2. From the point of view of this circuit, the11015 and 11033 transistors are identical. Both have enormous gain at 5 A collector current, and approximately the same Vbe. Unfortunately, both are equally poorly documented, so your first pass at this circuit should work but the point at which the external transistor start to conduct might be off.

3. Please re-read post #26. The value of R7 depends on the value of the ballast resistors, the number of external transistors in parallel, the transistor Vbe (which is not known exactly), and your choice of the maximum current through the 7812.

ak

Why would the point at which the transistors conduct be off AK ? This bit I don't understand. If these values are known then why can't the transistor turn on be worked out.

And thanks Steve I can see where the 12 Amps is now. And AK I have been over post #26 quit a few times now. Its hard to get my head round the huge differential between 25 ohms and 200 ohms and how the circuit is affected by both in terms of power values (Voltage and current) and the doubts I've seen in other posts, as to whether its possible to bias these transistors at all.

Don't forget there have been two separate posts from two different members saying you don't need R7 at all. Although I've worked out that's a bad idea now. But early on in the thread, for a while I did think "really" no R7. For a novice its very confusing, then some one said the regulators queicent would bias the transistors ! "Really" I thought queicent current was the regulators no load resting state. So you see that's how it gets confusing.

Then Steve says increase the resistance to 200 ohms, although I know Steve knows he's stuff, again another member said 1.4 volts in his senarios would be unlikely to bias the transistors, let alone 1 Volt. Although I can clearly see the maximum base voltage for the MJ11015 transistor is 5 Volts, so I think it would, think that is at this stage. Its only the controversy sourounding this Darlington configuration that seems to make the choice of R7 difficult.

So this is why I've asked lots of questions, failed to grasp completely the maths in its entirety so far. Hopefully this will change. I can take voltage and current measurements in circuits easily, yet I can't pin down a value for R7 on paper for the MJ11015 transistor. Hope some of that makes sense from a novices perspective. Thank you for helping me.

 

[(*steve*)]

There are two interpretations to "you don't need R7".

One is that you replace it with a short circuit. In that case there is nothing to turn the transistors on.
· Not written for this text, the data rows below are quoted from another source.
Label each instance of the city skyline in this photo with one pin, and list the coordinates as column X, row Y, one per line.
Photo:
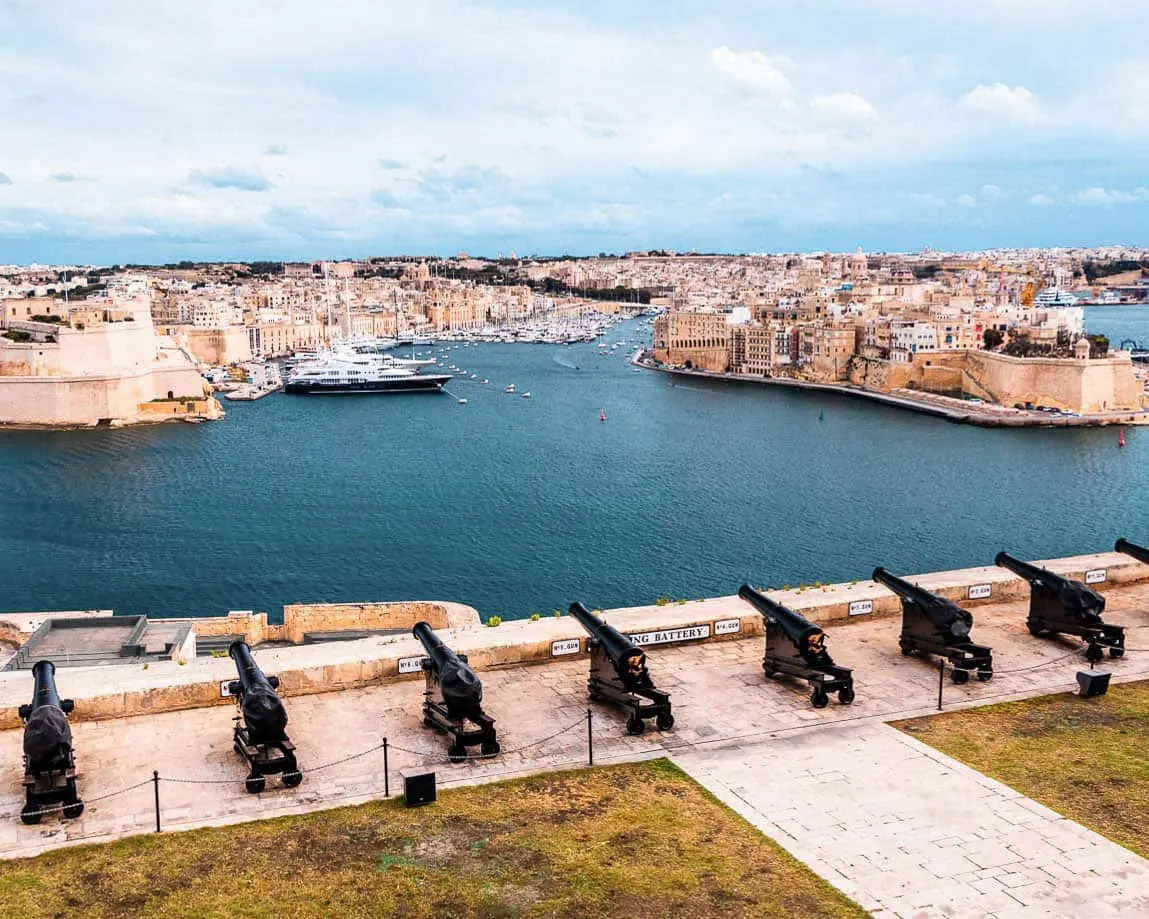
column 199, row 133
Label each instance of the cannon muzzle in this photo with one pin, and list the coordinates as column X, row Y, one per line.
column 1131, row 548
column 947, row 617
column 809, row 640
column 462, row 690
column 625, row 656
column 47, row 734
column 263, row 711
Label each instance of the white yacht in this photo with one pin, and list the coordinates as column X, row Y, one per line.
column 346, row 371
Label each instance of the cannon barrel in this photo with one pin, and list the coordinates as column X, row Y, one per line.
column 44, row 685
column 1131, row 548
column 796, row 626
column 47, row 734
column 945, row 614
column 1076, row 597
column 625, row 656
column 1024, row 569
column 263, row 711
column 462, row 690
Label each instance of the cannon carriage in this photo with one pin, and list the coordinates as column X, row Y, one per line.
column 939, row 626
column 1064, row 607
column 261, row 725
column 619, row 676
column 453, row 697
column 795, row 647
column 49, row 761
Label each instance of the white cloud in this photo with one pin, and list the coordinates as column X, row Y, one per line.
column 752, row 71
column 1099, row 197
column 1011, row 103
column 843, row 107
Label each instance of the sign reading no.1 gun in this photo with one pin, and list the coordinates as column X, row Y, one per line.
column 671, row 635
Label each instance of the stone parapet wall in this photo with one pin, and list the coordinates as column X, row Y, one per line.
column 103, row 693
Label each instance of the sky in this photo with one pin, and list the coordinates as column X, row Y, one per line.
column 159, row 130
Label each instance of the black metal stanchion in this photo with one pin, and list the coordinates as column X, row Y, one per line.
column 155, row 782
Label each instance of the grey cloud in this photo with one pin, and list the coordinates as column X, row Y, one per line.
column 231, row 177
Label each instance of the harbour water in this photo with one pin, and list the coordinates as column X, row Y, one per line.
column 517, row 506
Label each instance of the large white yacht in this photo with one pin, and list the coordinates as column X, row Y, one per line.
column 345, row 371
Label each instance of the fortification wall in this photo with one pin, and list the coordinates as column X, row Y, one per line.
column 118, row 692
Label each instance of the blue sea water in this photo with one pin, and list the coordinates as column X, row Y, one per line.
column 518, row 504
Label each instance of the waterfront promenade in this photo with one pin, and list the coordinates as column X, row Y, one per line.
column 743, row 736
column 958, row 410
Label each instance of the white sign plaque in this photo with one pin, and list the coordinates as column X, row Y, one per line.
column 670, row 635
column 563, row 646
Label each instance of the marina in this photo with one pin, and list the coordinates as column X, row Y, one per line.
column 298, row 500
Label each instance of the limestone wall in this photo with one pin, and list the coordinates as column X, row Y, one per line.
column 116, row 692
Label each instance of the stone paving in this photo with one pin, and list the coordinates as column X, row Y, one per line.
column 725, row 711
column 909, row 832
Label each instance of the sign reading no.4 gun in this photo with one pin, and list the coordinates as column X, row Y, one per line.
column 670, row 635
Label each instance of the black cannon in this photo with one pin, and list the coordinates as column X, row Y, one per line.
column 1062, row 605
column 49, row 762
column 935, row 625
column 261, row 727
column 453, row 697
column 619, row 674
column 795, row 647
column 1131, row 548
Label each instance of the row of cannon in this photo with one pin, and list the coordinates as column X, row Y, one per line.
column 618, row 674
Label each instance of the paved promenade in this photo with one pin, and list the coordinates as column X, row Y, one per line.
column 755, row 741
column 909, row 832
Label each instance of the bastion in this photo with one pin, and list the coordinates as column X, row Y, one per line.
column 388, row 653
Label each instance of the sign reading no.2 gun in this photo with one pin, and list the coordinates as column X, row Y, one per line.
column 670, row 635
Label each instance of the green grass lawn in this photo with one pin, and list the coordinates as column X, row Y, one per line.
column 1087, row 758
column 640, row 840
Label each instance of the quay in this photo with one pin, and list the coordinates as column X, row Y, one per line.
column 957, row 410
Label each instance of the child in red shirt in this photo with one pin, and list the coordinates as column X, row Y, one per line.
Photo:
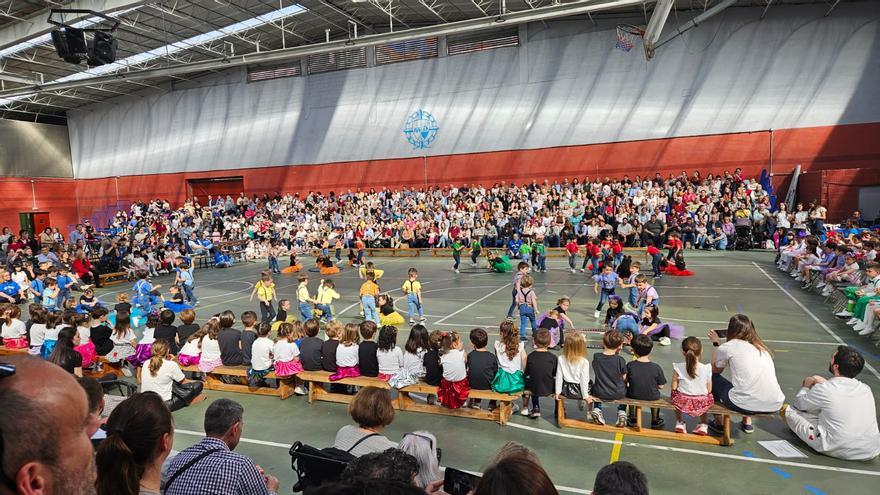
column 655, row 256
column 572, row 248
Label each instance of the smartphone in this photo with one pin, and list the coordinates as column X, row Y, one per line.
column 457, row 482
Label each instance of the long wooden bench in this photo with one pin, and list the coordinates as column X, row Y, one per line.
column 638, row 430
column 112, row 278
column 213, row 382
column 108, row 368
column 404, row 401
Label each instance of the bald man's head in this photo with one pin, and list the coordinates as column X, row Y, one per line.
column 46, row 449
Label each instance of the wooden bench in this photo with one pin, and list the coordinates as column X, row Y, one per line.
column 501, row 413
column 638, row 430
column 108, row 368
column 113, row 278
column 404, row 401
column 213, row 382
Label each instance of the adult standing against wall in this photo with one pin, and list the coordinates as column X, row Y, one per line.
column 837, row 416
column 753, row 387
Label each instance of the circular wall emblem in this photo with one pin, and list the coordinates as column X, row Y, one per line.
column 420, row 129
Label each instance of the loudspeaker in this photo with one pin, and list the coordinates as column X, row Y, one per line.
column 102, row 49
column 70, row 43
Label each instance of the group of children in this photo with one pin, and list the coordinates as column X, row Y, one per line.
column 847, row 263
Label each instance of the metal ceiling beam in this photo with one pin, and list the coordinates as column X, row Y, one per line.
column 36, row 25
column 466, row 26
column 717, row 9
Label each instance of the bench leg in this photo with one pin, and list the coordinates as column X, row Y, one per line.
column 725, row 437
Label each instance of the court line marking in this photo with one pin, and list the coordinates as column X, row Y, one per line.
column 615, row 451
column 615, row 442
column 287, row 447
column 699, row 452
column 441, row 320
column 814, row 317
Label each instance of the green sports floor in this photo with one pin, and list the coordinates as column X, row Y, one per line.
column 798, row 327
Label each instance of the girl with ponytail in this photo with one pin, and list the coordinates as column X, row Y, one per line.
column 140, row 434
column 160, row 374
column 692, row 387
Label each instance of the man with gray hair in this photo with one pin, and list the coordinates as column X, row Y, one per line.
column 211, row 466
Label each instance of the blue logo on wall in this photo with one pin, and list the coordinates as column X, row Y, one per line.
column 420, row 129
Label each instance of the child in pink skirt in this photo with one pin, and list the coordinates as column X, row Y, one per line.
column 286, row 353
column 347, row 353
column 454, row 388
column 144, row 349
column 14, row 331
column 692, row 387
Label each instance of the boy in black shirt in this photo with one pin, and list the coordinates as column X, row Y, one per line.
column 310, row 346
column 645, row 379
column 368, row 362
column 540, row 371
column 248, row 336
column 610, row 377
column 482, row 365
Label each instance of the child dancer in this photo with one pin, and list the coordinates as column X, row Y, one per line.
column 453, row 390
column 413, row 358
column 610, row 380
column 265, row 291
column 604, row 287
column 286, row 354
column 326, row 295
column 511, row 355
column 692, row 387
column 412, row 288
column 347, row 354
column 527, row 303
column 369, row 291
column 540, row 373
column 390, row 356
column 573, row 371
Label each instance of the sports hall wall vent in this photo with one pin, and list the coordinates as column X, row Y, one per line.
column 403, row 51
column 288, row 69
column 348, row 59
column 482, row 41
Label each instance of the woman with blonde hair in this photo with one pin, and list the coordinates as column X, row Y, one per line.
column 753, row 387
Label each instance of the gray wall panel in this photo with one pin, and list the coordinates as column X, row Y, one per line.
column 565, row 86
column 28, row 149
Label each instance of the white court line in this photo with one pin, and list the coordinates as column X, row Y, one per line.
column 441, row 320
column 615, row 442
column 287, row 447
column 699, row 452
column 817, row 320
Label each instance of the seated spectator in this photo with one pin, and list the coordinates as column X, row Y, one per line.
column 837, row 416
column 372, row 410
column 55, row 455
column 219, row 470
column 140, row 433
column 423, row 446
column 162, row 375
column 620, row 478
column 753, row 388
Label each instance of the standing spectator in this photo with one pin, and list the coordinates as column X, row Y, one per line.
column 837, row 416
column 217, row 468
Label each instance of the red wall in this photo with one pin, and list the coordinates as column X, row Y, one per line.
column 852, row 149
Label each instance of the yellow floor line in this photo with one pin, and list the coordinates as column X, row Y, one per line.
column 618, row 442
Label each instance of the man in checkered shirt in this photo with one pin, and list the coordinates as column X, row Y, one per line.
column 211, row 467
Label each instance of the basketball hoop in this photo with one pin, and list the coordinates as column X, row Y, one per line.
column 626, row 36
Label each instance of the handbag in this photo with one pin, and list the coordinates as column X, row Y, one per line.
column 572, row 390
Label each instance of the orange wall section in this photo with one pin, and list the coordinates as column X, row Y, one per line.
column 855, row 148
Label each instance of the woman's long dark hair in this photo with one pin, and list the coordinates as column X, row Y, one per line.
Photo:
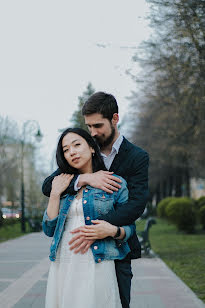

The other interpretation is to replace it with an open circuit. In this case the regulator's quiescent current will turn on the transistors to some extent.

 

[sureshot]

Surely short circuit is no R7 in series with the l7812 input, if that constitutes a short, although I can't see how its a short, so if its voltage straight in that's a closed circuit, and open circuit is a break in continuity so no voltage flows across the R7 path. Only one can, or should say might turn the transistors on, as the other is open circuit. Open circuits don't conduct anything, do they.

 

[(*steve*)]

Are you agreeing with me?

A short circuit and a closed circuit mean the same thing in this case. It simply means CURRENT can flow unimpeded (and thus there will be no voltage drop) across those points.

 

[sureshot]

I'm still to determine why AK might think the turn on for the transistors "might be off".... Although I am going to start with a 200R 0.5W R7 resistor. From that measure current and voltage as load goes from 0 - 4 Amps, hopefully the transistors will start up early and carry the current. I'm just waiting on a TO3 heatsink to turn up, as previous builds using the TIP2955 transistors I've used CPU heatsinks, and TO3 packages are just not compatable with that type of heatsink.

 

[sureshot]

Are you agreeing with me?

A short circuit and a closed circuit mean the same thing in this case. It simply means CURRENT can flow unimpeded (and thus there will be no voltage drop) across those points.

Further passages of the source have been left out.